Comparison of materials for rapid passive collection of environmental DNA

Brief description

Passive collection is an emerging sampling method for environmental DNA (eDNA) in aquatic systems. Passive eDNA collection is inexpensive, efficient, and requires minimal equipment, making it suited to high density sampling and remote deployment. Here we provide the raw sequence data and final data tables produced from an experiment where we compared the effectiveness of nine membrane materials for passively collecting fish eDNA from a 3 million litre marine mesocosm. We submerged materials (cellulose, cellulose with 1% and 3% chitosan, cellulose overlayed with electrospun nanofibers and 1% chitosan, cotton fibres, hemp fibres and sponge with either zeolite or active carbon) for intervals between five and 1080 minutes. We show that for most materials, with as little as five minutes submersion, mitochondrial fish eDNA measured with qPCR, and fish species richness measured with metabarcoding, was comparable to that collected by conventional filtering. Furthermore, PCR template DNA concentrations and species richness were generally not improved significantly by longer submersion. The associated manuscript is published in Molecular Ecology Resources.
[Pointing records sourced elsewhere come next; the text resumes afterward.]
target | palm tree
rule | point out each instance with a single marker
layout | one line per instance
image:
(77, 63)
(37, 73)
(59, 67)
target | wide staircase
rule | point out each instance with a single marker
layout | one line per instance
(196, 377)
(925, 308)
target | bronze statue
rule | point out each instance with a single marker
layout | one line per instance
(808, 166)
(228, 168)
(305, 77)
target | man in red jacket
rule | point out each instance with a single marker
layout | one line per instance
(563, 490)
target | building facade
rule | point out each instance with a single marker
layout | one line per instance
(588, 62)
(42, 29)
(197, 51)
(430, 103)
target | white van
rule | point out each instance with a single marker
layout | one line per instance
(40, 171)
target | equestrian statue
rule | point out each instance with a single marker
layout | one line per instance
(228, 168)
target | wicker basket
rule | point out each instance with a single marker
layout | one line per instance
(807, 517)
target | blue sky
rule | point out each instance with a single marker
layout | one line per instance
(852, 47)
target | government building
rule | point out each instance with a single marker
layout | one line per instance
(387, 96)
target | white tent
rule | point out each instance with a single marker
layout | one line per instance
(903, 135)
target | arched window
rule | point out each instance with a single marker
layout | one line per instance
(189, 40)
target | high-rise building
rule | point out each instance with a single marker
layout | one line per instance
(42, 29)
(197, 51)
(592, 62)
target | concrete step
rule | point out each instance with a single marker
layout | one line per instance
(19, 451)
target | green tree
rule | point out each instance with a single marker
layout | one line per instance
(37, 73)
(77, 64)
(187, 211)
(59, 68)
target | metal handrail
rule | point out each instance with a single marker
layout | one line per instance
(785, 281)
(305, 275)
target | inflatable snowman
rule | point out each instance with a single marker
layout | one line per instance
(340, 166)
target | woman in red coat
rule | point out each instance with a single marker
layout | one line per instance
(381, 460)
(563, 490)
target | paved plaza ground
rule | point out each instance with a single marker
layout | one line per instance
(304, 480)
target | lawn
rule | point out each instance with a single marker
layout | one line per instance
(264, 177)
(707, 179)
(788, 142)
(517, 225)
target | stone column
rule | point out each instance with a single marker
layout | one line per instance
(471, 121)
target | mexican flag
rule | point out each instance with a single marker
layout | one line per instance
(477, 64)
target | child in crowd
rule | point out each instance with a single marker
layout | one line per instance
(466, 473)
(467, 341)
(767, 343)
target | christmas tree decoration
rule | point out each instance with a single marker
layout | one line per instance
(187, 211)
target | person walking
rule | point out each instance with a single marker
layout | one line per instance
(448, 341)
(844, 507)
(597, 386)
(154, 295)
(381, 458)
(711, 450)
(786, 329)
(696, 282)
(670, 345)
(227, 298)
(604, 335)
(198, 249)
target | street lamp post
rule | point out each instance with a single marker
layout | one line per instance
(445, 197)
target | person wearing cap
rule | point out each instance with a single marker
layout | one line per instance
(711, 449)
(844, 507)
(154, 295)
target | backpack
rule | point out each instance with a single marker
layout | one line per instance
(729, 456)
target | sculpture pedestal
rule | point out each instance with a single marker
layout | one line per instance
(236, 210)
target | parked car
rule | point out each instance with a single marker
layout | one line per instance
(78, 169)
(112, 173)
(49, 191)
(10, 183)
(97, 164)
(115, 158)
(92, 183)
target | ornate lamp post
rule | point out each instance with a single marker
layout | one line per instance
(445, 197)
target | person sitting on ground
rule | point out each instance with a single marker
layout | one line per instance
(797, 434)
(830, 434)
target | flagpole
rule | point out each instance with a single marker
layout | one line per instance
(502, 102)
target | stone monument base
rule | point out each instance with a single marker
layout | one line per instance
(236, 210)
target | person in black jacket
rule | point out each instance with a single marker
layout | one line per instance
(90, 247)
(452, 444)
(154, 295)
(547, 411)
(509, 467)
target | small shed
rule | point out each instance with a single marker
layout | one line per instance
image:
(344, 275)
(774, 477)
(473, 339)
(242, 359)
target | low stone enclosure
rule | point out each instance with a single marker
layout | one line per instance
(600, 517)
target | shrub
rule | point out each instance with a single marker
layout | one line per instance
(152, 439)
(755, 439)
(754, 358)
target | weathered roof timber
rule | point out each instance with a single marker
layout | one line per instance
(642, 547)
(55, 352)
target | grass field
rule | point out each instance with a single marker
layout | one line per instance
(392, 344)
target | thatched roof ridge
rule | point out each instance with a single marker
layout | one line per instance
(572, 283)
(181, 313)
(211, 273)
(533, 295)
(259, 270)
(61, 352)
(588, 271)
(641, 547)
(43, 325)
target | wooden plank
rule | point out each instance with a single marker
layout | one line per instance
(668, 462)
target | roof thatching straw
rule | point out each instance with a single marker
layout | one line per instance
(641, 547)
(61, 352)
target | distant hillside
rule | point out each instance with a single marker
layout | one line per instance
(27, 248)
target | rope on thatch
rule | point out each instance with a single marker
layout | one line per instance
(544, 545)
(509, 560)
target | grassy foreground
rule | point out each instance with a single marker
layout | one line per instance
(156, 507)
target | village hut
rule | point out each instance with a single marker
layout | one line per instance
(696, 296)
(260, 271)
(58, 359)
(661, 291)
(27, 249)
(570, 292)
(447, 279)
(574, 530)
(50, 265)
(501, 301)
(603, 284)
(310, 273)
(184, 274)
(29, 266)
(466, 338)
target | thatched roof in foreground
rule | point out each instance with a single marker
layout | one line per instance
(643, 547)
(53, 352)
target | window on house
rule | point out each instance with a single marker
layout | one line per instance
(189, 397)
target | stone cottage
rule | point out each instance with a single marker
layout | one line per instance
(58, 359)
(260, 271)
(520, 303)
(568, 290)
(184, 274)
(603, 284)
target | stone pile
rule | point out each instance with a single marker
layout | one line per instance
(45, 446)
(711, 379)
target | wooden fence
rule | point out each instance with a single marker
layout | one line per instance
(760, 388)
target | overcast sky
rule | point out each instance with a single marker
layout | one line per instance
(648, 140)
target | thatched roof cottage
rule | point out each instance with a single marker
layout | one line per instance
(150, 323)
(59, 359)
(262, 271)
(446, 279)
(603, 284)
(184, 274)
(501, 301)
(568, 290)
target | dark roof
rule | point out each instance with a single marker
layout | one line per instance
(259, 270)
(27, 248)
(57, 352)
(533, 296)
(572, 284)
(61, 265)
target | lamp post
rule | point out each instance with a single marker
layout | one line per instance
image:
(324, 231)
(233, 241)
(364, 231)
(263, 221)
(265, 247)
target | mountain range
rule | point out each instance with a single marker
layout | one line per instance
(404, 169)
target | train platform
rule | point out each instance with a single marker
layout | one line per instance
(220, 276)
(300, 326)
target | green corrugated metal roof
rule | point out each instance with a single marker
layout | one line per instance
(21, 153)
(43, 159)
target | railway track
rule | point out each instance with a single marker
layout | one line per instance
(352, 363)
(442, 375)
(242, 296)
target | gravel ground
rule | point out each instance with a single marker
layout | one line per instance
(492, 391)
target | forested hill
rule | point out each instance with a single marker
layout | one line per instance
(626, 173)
Lineage: The data was produced using DNA metabarcoding amplification for fish detection. One-step quantitative polymerase chain reactions (qPCR) were performed in duplicate for each sample using 2 µL of extracted DNA and a mitochondrial DNA 16S rDNA universal primer set targeting fish taxa (16SF/D
5ʹ GACCCTATGGAGCTTTAGAC 3ʹ and 16S2R-degenerate 5ʹ CGCTGTTATCCCTADRGTAACT 3ʹwith a 178-228 bp amplicon size; Berry et al. 2017, Deagle et al. 2007), with the addition of fusion tag primers unique to each sample that included Illumina P5 and P7 adaptors.